3 commentaires au sujet de cet article

  1. Visiblement, à travers ce que vous écrivez, vous semblez ne rien connaître au monde du rugby et aux émotions qu’il nous fait vivre. Ce qui vous autorise, au passage, à caricaturer au travers d’expressions telles que “village gaulois”, “résistance fêtarde”( vous avez oublié la troisième mi-temps alcoolisée) les amateurs de ce sport qui ne saurait être réduit à la seule dimension économique. Alors oui, si l’on veut copier les franchises “hors sol” qui ont mis la main sur le rugby français de haut niveau, si l’on veut définitivement tarir l’éclosion des jeunes talents en recrutant à millions des “stars” étrangères, si l’on veut tout à la fois tuer le rugby populaire et mettre le coup de grâce à l’équipe de France, alors, votre logique est la bonne. Même si c’est celle de la mafia des Laporte et autres Simon qui a pris le pouvoir dans le rugby français, ce n’est pas la mienne.

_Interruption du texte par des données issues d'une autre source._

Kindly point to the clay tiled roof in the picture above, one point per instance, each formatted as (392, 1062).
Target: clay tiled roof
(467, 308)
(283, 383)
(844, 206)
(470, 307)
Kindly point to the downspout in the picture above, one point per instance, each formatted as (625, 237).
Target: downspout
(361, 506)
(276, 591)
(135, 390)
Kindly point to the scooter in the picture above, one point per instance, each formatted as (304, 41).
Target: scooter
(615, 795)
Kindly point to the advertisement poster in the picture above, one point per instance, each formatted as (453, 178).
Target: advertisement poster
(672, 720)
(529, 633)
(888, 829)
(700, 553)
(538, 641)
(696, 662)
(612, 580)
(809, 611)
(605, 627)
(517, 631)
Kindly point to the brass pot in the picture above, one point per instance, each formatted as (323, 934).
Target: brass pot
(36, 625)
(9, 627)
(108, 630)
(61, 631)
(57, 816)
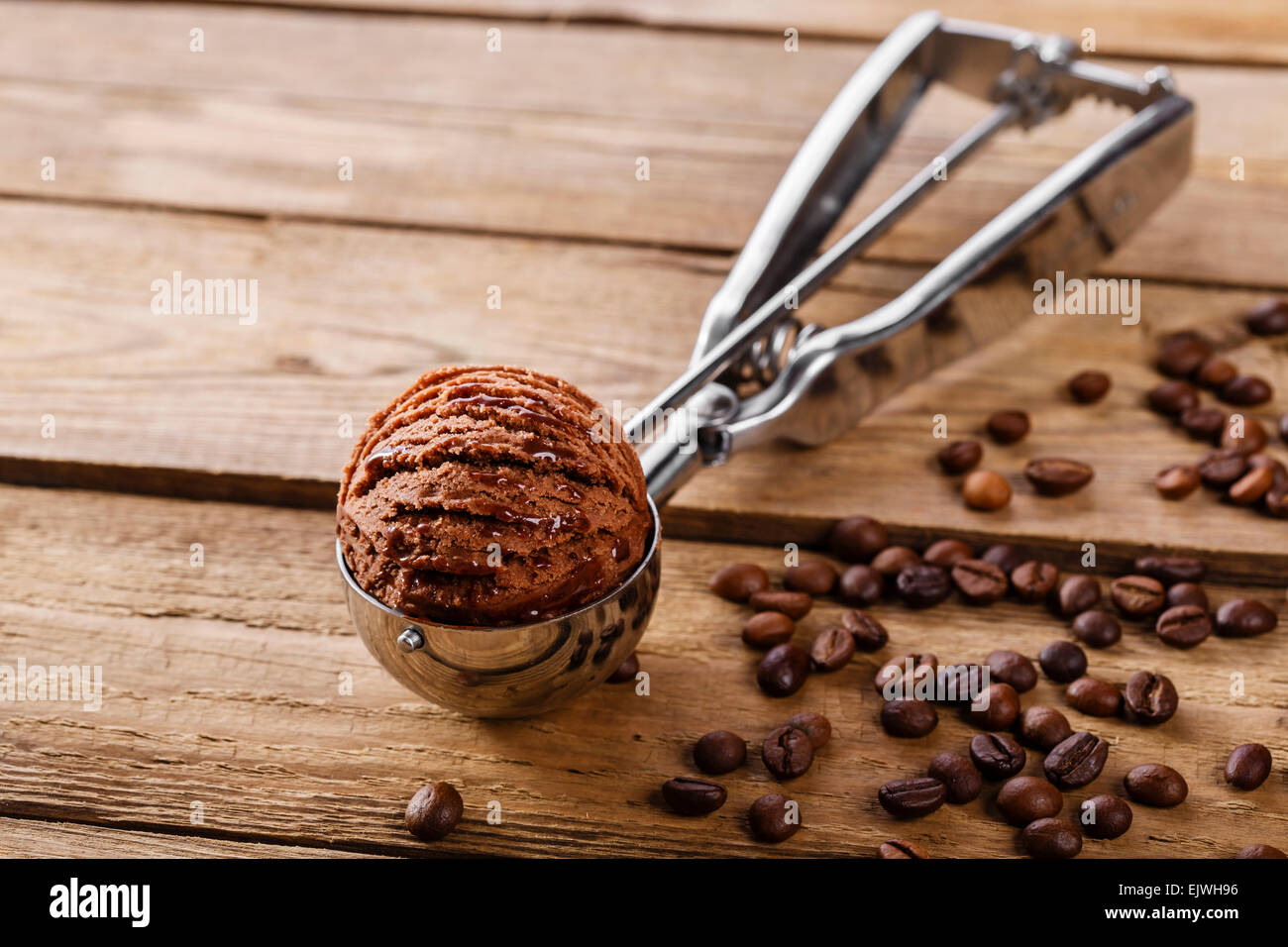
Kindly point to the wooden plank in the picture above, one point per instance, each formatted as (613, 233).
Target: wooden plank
(544, 137)
(220, 685)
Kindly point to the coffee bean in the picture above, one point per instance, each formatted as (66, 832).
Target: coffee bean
(1013, 668)
(1026, 799)
(979, 582)
(782, 671)
(1153, 784)
(1089, 386)
(1106, 817)
(1077, 594)
(1003, 709)
(831, 650)
(1096, 629)
(912, 797)
(434, 810)
(1244, 617)
(774, 818)
(1173, 398)
(1149, 698)
(1076, 761)
(1051, 838)
(719, 751)
(922, 586)
(1183, 626)
(1063, 661)
(1248, 766)
(909, 718)
(868, 633)
(960, 457)
(1057, 475)
(812, 578)
(738, 581)
(816, 727)
(1177, 482)
(690, 796)
(947, 553)
(984, 489)
(859, 585)
(794, 604)
(787, 753)
(1042, 727)
(1247, 390)
(961, 780)
(858, 539)
(1137, 596)
(1033, 579)
(997, 755)
(1094, 697)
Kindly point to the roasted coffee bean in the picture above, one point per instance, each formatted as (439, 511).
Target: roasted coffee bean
(812, 578)
(1247, 390)
(1042, 728)
(1244, 617)
(912, 797)
(1153, 784)
(961, 780)
(1004, 707)
(1106, 817)
(782, 671)
(947, 553)
(1076, 761)
(1177, 482)
(1057, 475)
(794, 604)
(1033, 581)
(1186, 594)
(1173, 398)
(960, 457)
(979, 582)
(831, 650)
(738, 581)
(816, 727)
(1051, 838)
(1063, 661)
(434, 810)
(1089, 386)
(774, 818)
(1248, 767)
(1094, 697)
(868, 633)
(997, 755)
(1137, 596)
(1096, 629)
(787, 753)
(859, 585)
(858, 539)
(1183, 626)
(1076, 595)
(986, 489)
(1013, 668)
(690, 796)
(767, 629)
(1149, 698)
(719, 751)
(922, 586)
(1026, 799)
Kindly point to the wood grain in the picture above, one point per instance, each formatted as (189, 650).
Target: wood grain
(544, 137)
(220, 685)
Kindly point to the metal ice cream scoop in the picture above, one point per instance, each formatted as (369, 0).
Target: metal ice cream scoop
(758, 375)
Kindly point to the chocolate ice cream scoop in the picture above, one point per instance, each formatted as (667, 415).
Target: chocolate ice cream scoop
(490, 496)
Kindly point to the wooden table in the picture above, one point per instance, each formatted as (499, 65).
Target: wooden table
(176, 527)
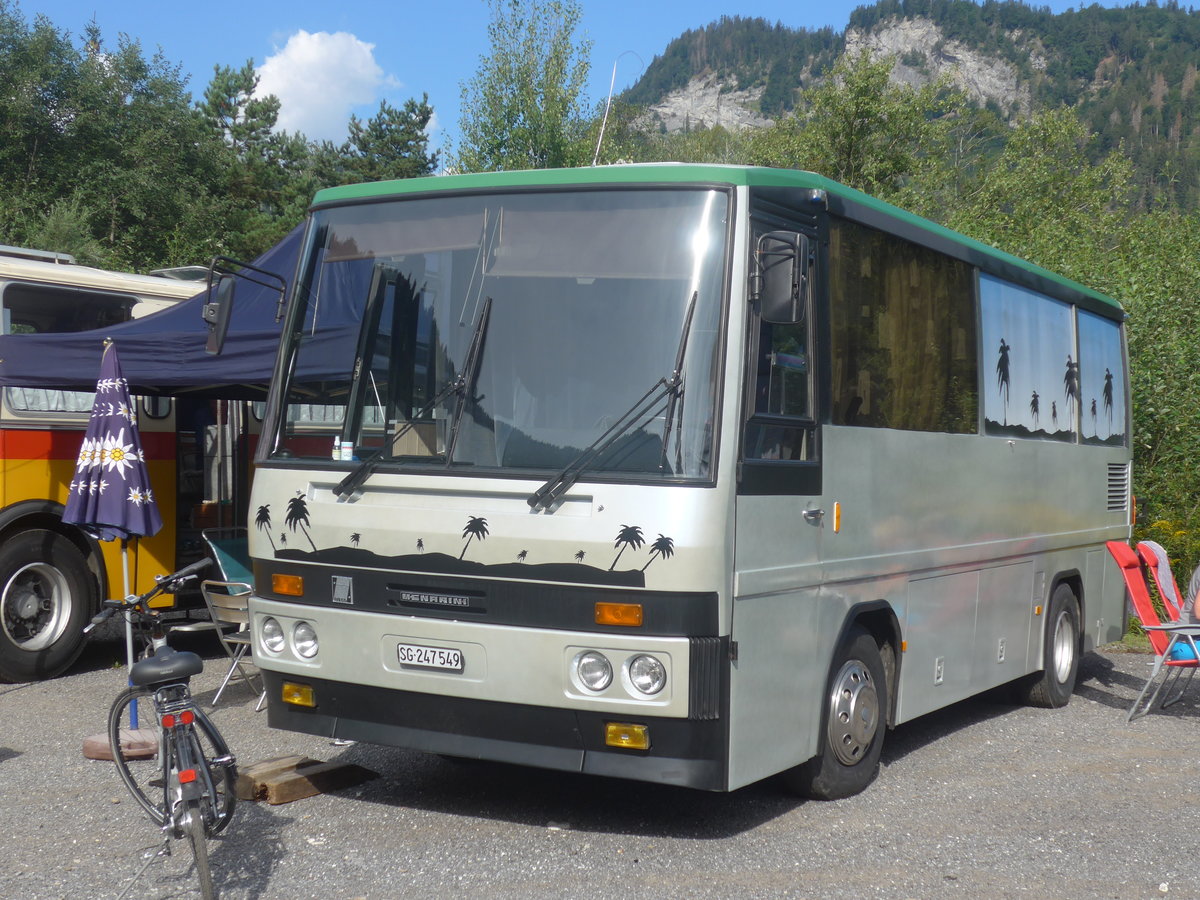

    1. Je suis entièrement d’accord avec ce qui vient d’être dis.
      On trouve périodiquement des intellectuels assis derrière un bureau.pour lancer des idées saugrenues.
      Si l’on peut entendre ce genre de suggestion , qui plus est dans un contexte économique difficile, il ne faut pas rêver.
      Dans ce genre de situation 1 +1 ne fait jamais 2. Cela il faut bien l’intégrer!
      Prenons l’exemple de Dax et Mont de Marsan!
      – Ou va jouer l’équipe mixte ? aux arènes de Bégaar (à mi-chemin des deux villes).
      – Les écoles de rugby fonctionnent différemment ainsi que les sections amateurs des deux clubs!
      – Les municipalités aideront-elles les équipes comme auparavant?
      – les omnisports ne fonctionnent pas là-aussi de la même manière.
      Sans vouloir jouer les obtus, on peut penser que cela reste possible à certains endroits et encore!
      L’histoire nous rappelle que la fusion Tarbes-Lannemazan a bien enterrée ce dernier club….
      En tout cas vendredi je serai présent à Mont de Marsan- Dax pour voir la victoire des jaunes et noir, mais aussi en souhaitant que les dacquois se maintiennent pour revivre les derbys en 2019…..

  2. Toujours la même logique, strictement financière… Celle qui a tué le commerce de proximité, désertifié nos villages et les centre-villes au profit d’une grande distribution totalement déshumanisée. Logique du fric au nom de laquelle, de fusions en regroupements, on aura bientôt plus qu’une seule équipe “Aquitaine”, et pourquoi pas “Grand Sud-Ouest” ? Jusqu’à ce que le championnat ne se joue plus qu’entre 4 grands clubs … ? Qui seront condamnés à recruter des mercenaires à l’étranger pour jouer devant un public de consommateurs, qui les lâchera au premier revers ? Car on aura tué tous les “petits” clubs qui alimentent le rugby en jeunes talents et fournissent les supporters qui font vivre ce sport.